Parkinson’s disease: When molecular guardians need to be protected

Parkinson’s disease is the second most common, age-related, neurodegenerative disease: In Germany alone, about 300,000 people are affected and experience sometimes major limitations to their quality of life. Although Parkinson’s is so widespread, there is still no treatment that targets the cause of the disease and can stop it in its tracks. However, current research provides new hope: A research team at the University of Konstanz led by Professor Marcus Groettrup describes a new approach for developing future treatments for Parkinson’s. The biologists demonstrated that the ubiquitin-like protein FAT10 inhibits the molecular defense mechanisms protecting the brain from Parkinson’s disease. The biological mechanism is tricky: FAT10 causes processes in our own body that degrade the body’s molecular “guardians” against Parkinson’s disease (the enzyme Parkin). Instead of getting rid of damaged mitochondria in brain cells, Parkin is itself disposed of by the body. The research results were published in the scientific journal Cell Reports on 16 March 2021.

Damaged power plants of the cells

Parkinson’s disease develops as a result of nerve cells dying off in the mesencephalon (midbrain). This is caused by faulty disposal of damaged mitochondria, the cells’ “power plants.” When damaged mitochondria are not disposed of by the body, oxygen radicals develop in the brain. These, in turn, damage the nerve cells, causing them to die.

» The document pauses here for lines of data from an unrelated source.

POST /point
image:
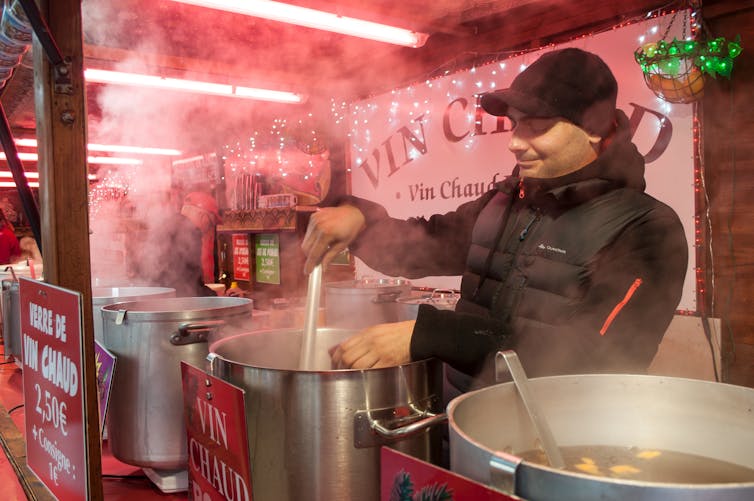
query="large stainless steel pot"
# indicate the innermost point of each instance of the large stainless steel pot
(712, 420)
(356, 304)
(149, 339)
(102, 296)
(317, 434)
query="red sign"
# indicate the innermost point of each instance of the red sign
(219, 465)
(241, 262)
(53, 387)
(405, 477)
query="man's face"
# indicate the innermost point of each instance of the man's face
(549, 147)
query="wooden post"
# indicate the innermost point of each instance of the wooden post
(64, 209)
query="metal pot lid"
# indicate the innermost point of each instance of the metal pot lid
(440, 298)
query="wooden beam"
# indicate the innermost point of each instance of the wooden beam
(61, 135)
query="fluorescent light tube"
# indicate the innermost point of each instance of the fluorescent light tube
(321, 20)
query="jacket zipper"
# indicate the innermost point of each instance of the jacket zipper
(526, 229)
(618, 307)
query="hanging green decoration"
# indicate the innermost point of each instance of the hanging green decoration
(713, 57)
(675, 70)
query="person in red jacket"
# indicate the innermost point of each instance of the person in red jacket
(567, 261)
(10, 251)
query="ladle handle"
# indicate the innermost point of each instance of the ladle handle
(532, 407)
(306, 357)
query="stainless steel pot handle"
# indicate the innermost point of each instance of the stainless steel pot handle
(374, 427)
(503, 472)
(189, 333)
(385, 297)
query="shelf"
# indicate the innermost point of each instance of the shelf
(263, 220)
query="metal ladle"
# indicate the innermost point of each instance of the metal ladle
(306, 357)
(541, 427)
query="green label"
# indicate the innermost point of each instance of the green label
(268, 258)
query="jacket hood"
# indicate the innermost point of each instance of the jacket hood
(619, 165)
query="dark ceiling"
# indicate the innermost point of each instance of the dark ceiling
(174, 39)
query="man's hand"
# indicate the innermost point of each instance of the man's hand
(382, 345)
(330, 230)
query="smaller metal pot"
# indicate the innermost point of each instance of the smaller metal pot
(102, 296)
(357, 304)
(442, 299)
(150, 339)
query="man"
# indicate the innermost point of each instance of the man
(567, 261)
(183, 259)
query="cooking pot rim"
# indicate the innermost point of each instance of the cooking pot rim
(213, 355)
(369, 283)
(455, 428)
(165, 308)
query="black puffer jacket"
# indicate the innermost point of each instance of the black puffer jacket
(580, 273)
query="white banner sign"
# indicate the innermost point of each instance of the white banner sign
(428, 148)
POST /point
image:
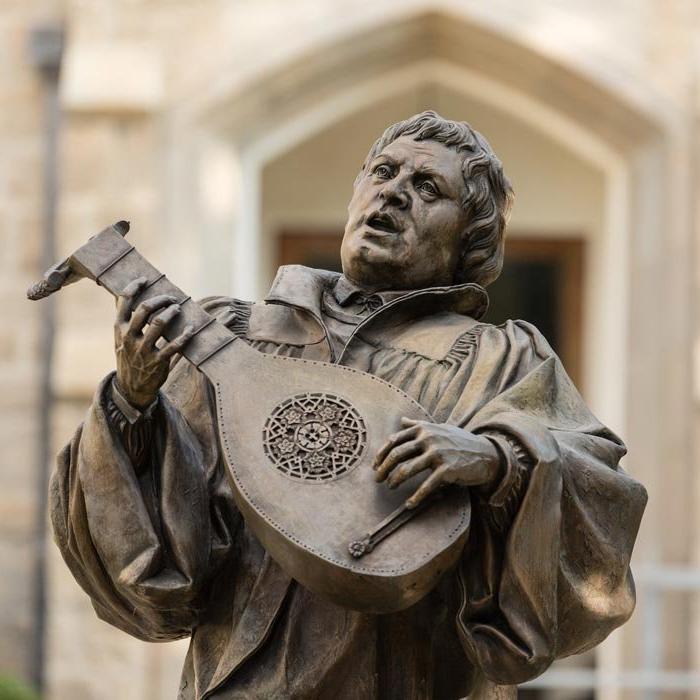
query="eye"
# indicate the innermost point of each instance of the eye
(427, 187)
(383, 171)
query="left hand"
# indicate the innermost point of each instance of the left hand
(454, 455)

So that the body can dispose of mitochondria, they have to be marked by a signaling substance. This can be compared with labeling them as “broken—please throw away.” The enzyme Parkin is responsible for labeling damaged mitochondria. The molecular label it gives them contains the protein ubiquitin.

Wrongly labeled

This is where the protein FAT10 comes into play. FAT10 has a very similar structure and function to ubiquitin. It is also a signaling substance that labels other molecules for disposal. Unfortunately, FAT10 is the wrong label for mitochondria. FAT10 not only labels the damaged mitochondria, but also the enzyme Parkin for the body to dispose of.

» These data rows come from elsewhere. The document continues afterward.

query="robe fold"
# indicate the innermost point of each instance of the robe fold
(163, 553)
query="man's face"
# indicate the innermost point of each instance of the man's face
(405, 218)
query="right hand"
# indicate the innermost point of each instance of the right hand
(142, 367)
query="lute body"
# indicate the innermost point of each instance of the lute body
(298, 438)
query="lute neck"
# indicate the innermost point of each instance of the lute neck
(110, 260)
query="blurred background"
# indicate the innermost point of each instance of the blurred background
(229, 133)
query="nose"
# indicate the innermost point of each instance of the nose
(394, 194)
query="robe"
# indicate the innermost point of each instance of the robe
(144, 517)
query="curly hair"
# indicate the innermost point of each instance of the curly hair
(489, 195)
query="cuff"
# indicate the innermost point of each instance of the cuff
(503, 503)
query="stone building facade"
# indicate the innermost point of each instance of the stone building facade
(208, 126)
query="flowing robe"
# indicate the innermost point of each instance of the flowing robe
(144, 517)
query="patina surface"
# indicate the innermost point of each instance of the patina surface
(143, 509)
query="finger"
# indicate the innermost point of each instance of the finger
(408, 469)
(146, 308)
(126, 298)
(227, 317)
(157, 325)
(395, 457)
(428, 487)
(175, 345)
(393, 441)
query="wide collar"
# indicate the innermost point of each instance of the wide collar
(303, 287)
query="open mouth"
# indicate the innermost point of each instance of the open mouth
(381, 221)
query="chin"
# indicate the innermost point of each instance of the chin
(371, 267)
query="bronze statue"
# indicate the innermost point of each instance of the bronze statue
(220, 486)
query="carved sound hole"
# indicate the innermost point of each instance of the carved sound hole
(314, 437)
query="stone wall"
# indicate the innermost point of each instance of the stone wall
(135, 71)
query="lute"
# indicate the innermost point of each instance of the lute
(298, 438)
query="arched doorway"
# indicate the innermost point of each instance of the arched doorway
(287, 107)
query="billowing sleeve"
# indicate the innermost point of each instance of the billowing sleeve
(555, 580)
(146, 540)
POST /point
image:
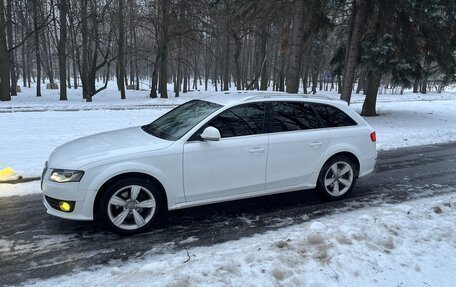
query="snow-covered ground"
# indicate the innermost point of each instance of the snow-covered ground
(29, 137)
(412, 244)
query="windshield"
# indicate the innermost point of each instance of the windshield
(177, 122)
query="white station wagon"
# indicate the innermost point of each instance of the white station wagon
(219, 148)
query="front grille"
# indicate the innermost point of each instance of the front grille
(54, 203)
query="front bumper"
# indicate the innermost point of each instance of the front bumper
(69, 192)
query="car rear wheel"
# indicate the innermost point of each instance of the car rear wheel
(130, 206)
(337, 177)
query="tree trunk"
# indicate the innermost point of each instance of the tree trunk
(424, 82)
(4, 60)
(163, 84)
(352, 49)
(226, 75)
(415, 86)
(237, 62)
(62, 50)
(302, 19)
(84, 72)
(121, 44)
(9, 31)
(373, 83)
(264, 68)
(37, 48)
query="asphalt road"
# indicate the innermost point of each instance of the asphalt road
(34, 245)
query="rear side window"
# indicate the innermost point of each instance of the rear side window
(241, 120)
(333, 117)
(293, 116)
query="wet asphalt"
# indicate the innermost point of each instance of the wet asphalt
(35, 245)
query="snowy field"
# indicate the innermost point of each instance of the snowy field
(29, 137)
(412, 244)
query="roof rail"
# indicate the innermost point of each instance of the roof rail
(266, 96)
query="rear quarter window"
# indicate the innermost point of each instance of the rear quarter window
(333, 117)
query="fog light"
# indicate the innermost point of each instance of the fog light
(64, 206)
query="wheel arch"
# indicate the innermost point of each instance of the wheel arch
(112, 180)
(348, 154)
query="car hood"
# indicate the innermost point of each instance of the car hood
(86, 150)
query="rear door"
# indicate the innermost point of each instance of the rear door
(234, 164)
(296, 144)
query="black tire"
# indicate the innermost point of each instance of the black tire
(133, 211)
(327, 175)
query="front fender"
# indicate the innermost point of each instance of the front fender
(103, 173)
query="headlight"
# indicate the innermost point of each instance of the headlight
(66, 175)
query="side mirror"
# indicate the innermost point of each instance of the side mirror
(211, 134)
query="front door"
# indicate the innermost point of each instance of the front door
(296, 144)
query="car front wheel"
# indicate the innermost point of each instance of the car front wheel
(337, 177)
(130, 206)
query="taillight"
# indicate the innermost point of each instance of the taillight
(373, 137)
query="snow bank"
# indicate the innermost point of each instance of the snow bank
(412, 244)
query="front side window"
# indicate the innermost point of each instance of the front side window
(177, 122)
(333, 117)
(293, 116)
(241, 120)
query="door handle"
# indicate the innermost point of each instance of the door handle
(256, 150)
(315, 144)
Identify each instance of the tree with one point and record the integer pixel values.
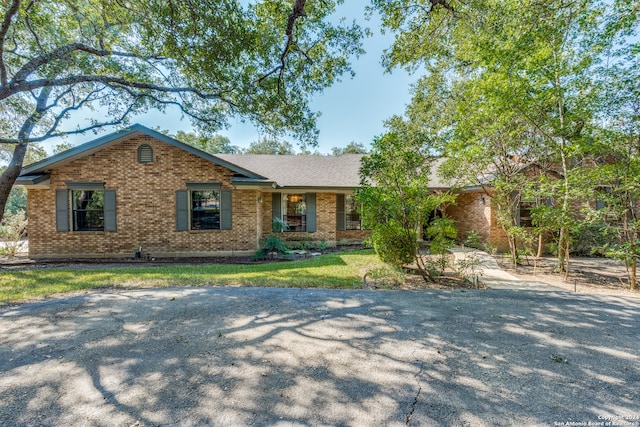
(395, 205)
(270, 146)
(212, 60)
(526, 84)
(351, 148)
(213, 145)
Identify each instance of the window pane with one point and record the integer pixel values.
(205, 210)
(88, 210)
(294, 212)
(525, 213)
(351, 211)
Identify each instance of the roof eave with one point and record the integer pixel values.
(96, 144)
(33, 181)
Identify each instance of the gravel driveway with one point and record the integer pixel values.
(252, 356)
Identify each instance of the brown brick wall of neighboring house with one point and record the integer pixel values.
(473, 212)
(146, 207)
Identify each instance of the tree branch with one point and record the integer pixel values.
(63, 52)
(297, 12)
(4, 29)
(30, 85)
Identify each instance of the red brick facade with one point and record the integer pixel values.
(146, 207)
(473, 212)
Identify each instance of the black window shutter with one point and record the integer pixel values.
(340, 219)
(109, 210)
(225, 210)
(182, 210)
(276, 205)
(311, 212)
(62, 210)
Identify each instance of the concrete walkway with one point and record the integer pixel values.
(494, 277)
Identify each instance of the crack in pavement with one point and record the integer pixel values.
(415, 399)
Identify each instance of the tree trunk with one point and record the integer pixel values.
(10, 175)
(540, 245)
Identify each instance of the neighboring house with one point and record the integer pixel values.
(141, 189)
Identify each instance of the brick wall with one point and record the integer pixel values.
(473, 212)
(325, 221)
(146, 207)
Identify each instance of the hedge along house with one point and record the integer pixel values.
(141, 189)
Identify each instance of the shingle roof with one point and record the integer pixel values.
(301, 171)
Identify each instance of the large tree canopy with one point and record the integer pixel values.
(527, 83)
(212, 60)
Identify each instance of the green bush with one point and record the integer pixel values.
(473, 240)
(272, 244)
(393, 244)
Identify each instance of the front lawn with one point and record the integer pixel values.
(342, 270)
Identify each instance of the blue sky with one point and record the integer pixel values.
(352, 110)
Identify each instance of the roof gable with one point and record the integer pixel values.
(302, 171)
(90, 147)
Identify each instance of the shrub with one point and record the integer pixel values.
(384, 276)
(473, 240)
(272, 244)
(393, 244)
(12, 230)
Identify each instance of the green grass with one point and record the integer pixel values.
(338, 270)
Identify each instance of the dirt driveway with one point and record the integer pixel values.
(243, 356)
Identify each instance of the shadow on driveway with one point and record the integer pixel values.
(243, 356)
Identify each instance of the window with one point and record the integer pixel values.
(294, 212)
(203, 206)
(352, 217)
(145, 153)
(348, 213)
(87, 208)
(205, 210)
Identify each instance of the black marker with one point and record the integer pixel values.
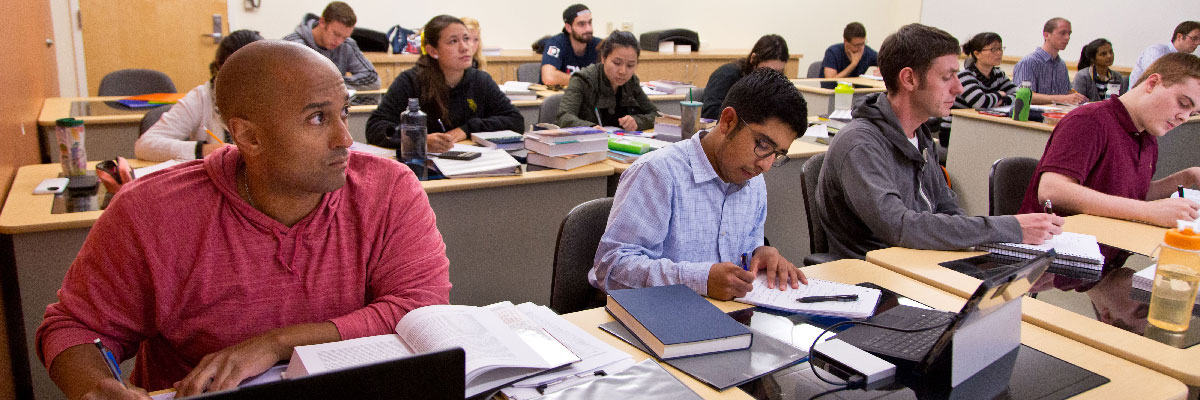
(828, 298)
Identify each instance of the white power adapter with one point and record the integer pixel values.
(846, 362)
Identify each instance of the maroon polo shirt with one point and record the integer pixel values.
(1098, 145)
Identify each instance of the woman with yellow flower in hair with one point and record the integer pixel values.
(459, 100)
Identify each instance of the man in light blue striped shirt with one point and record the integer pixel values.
(1045, 69)
(693, 213)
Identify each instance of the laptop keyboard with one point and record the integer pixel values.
(910, 344)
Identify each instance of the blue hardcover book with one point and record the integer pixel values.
(673, 321)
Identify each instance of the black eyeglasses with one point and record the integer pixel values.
(765, 148)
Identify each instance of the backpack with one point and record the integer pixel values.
(399, 39)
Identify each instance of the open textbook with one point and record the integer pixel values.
(502, 344)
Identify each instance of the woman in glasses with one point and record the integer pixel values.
(984, 84)
(1095, 78)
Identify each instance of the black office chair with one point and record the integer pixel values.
(150, 118)
(817, 242)
(576, 248)
(135, 82)
(815, 70)
(529, 72)
(549, 111)
(1006, 184)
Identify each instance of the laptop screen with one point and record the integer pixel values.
(1000, 288)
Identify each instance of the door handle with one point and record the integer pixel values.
(216, 30)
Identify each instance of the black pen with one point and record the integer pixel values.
(828, 298)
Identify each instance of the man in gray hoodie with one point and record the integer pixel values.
(881, 185)
(330, 36)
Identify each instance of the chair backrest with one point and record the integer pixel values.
(814, 70)
(150, 118)
(576, 248)
(1006, 184)
(809, 174)
(549, 111)
(135, 82)
(529, 72)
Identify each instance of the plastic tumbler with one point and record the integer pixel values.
(72, 153)
(1176, 280)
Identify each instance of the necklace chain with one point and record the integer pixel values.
(245, 189)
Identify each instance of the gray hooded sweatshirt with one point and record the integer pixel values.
(877, 190)
(347, 57)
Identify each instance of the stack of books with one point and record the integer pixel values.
(671, 87)
(567, 148)
(667, 127)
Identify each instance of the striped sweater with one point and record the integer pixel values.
(979, 91)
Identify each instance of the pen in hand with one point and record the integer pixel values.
(828, 298)
(113, 366)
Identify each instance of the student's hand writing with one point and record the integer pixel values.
(227, 368)
(1168, 210)
(111, 388)
(208, 148)
(628, 123)
(727, 281)
(1037, 228)
(439, 142)
(780, 273)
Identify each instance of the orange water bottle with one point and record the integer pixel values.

To use a picture: It would be like labeling the cell’s own guardians for disposal—the very ones that otherwise label damaged mitochondria for disposal. The body then does what the labels tell it to do. The more guardians are disposed of, the fewer damaged mitochondria can be correctly labeled for disposal. What happens as a result? The body’s defense processes do not dispose of the damaged mitochondria—and the brain cells themselves are damaged over time.

“We hope this discovery provides a new approach to developing an effective treatment for Parkinson’s. An inhibitor for FAT10 could possibly be used to limit the disposal of Parkin and ensure that damaged mitochondria are disposed of correctly,” says Marcus Groettrup.